Thanksgiving and a Summing Up

More than 40 years ago I decided that working to limit human-caused environmental deterioration would be my lifetime public service commitment.  It seemed obvious then, and now, that degraded natural systems were  a greater threat to  happiness than anything else.  But today I declare a truce based on what I learned in a year of researching and writing almost 200 posts.

First, climate science says, bottom line, that it may too late to prevent catastrophic climate change.  The feedback loops, particularly melting  polar ice, are strong and will  make Earth less hospitable whatever we do now, so stop worrying about it.

Second, even if it’s possible to avoid catastrophic global warming,  people are hard-wired against uncomfortable actions big enough to make a difference.   Like other species, the human animal consumes and reproduces without much concern for the consequences of everyone’s doing it.   Biology dictates that survival and comfort are each person’s core marching order, so  conservation  to benefit those who will be around in 20, 30 or 40 years is a  tough sell. Destructive behaviors, like helping to burn the four cubic miles of hydrocarbons a year that are heating the planet, come easily because the strong drive for “more” consumption is deeply embedded in us, almost like a deer’s drive to gorge and reproduce even when over-grazing threatens them all.

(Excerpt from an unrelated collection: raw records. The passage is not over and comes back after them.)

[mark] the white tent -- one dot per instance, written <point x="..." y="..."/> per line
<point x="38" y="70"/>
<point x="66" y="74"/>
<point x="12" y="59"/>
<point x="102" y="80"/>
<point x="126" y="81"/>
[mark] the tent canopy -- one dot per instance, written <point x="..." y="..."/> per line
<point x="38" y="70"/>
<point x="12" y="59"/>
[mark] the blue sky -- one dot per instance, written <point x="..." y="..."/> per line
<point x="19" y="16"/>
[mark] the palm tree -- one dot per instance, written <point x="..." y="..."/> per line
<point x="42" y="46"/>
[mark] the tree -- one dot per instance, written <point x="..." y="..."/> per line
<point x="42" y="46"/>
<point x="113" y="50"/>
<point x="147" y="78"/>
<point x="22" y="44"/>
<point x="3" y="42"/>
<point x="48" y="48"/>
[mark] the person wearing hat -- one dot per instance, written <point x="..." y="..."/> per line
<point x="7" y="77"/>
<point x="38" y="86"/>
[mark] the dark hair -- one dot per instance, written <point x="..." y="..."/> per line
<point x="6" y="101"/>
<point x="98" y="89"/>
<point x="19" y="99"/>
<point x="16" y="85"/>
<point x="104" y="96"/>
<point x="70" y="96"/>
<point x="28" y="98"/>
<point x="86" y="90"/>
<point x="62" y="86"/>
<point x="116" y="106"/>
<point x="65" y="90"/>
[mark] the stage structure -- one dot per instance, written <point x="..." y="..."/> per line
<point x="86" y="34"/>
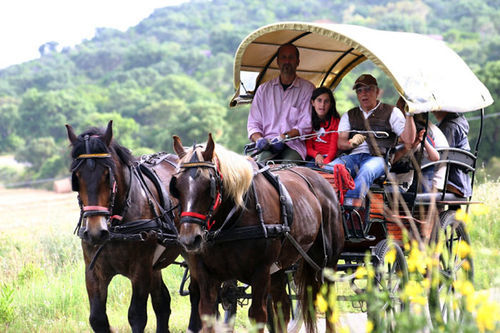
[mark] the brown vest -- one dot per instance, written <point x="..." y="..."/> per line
<point x="377" y="121"/>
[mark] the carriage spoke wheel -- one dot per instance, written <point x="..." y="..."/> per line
<point x="442" y="299"/>
<point x="390" y="279"/>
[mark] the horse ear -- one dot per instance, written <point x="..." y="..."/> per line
<point x="108" y="136"/>
<point x="208" y="154"/>
<point x="71" y="134"/>
<point x="178" y="148"/>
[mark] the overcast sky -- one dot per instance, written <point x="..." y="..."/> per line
<point x="27" y="24"/>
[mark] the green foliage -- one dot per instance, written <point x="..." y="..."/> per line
<point x="7" y="313"/>
<point x="179" y="61"/>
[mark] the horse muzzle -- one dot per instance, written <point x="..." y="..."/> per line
<point x="191" y="237"/>
<point x="96" y="229"/>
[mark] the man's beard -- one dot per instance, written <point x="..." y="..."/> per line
<point x="287" y="69"/>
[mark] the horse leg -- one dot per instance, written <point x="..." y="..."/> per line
<point x="260" y="291"/>
<point x="160" y="297"/>
<point x="194" y="298"/>
<point x="97" y="290"/>
<point x="208" y="303"/>
<point x="137" y="311"/>
<point x="281" y="301"/>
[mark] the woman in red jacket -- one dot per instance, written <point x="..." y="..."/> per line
<point x="322" y="147"/>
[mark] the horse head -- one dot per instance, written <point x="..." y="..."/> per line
<point x="198" y="187"/>
<point x="93" y="177"/>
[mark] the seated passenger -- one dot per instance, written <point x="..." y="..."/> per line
<point x="322" y="148"/>
<point x="403" y="157"/>
<point x="456" y="128"/>
<point x="440" y="142"/>
<point x="365" y="160"/>
<point x="281" y="110"/>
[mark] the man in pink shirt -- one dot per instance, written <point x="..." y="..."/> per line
<point x="281" y="109"/>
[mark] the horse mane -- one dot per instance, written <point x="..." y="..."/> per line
<point x="236" y="170"/>
<point x="97" y="145"/>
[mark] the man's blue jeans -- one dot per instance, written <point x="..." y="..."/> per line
<point x="364" y="168"/>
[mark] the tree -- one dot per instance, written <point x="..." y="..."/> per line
<point x="9" y="118"/>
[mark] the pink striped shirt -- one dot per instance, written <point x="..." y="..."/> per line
<point x="275" y="111"/>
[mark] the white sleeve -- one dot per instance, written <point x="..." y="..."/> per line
<point x="344" y="124"/>
<point x="397" y="121"/>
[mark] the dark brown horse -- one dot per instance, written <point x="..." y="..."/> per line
<point x="233" y="226"/>
<point x="125" y="215"/>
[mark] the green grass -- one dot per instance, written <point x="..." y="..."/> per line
<point x="42" y="287"/>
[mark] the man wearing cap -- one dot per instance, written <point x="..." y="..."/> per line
<point x="281" y="110"/>
<point x="456" y="128"/>
<point x="365" y="159"/>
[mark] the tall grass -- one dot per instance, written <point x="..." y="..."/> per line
<point x="42" y="285"/>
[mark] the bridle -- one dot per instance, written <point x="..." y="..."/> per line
<point x="205" y="221"/>
<point x="87" y="211"/>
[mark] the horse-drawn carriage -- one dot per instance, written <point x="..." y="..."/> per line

Compassion is a nicer reaction to people  being themselves than anger.  A year ago,  I expressed hope that humans could be different from other animals and wrote that human imagination, rationality, and moral commitment to  coming generations  could triumph over  basic instincts. I advocated restrictions on present consumption, particularly of fossil fuels,  that climate science says are essential to slowing global warming.   That’s not happening, as passionately summarized by Robert Jensen, a professor at the University of Texas Austin.  Bill McKibben, one of our environmental heroes, laid out what is happening in his August 2012 article, “Global Warming’s Terrifying New Math.”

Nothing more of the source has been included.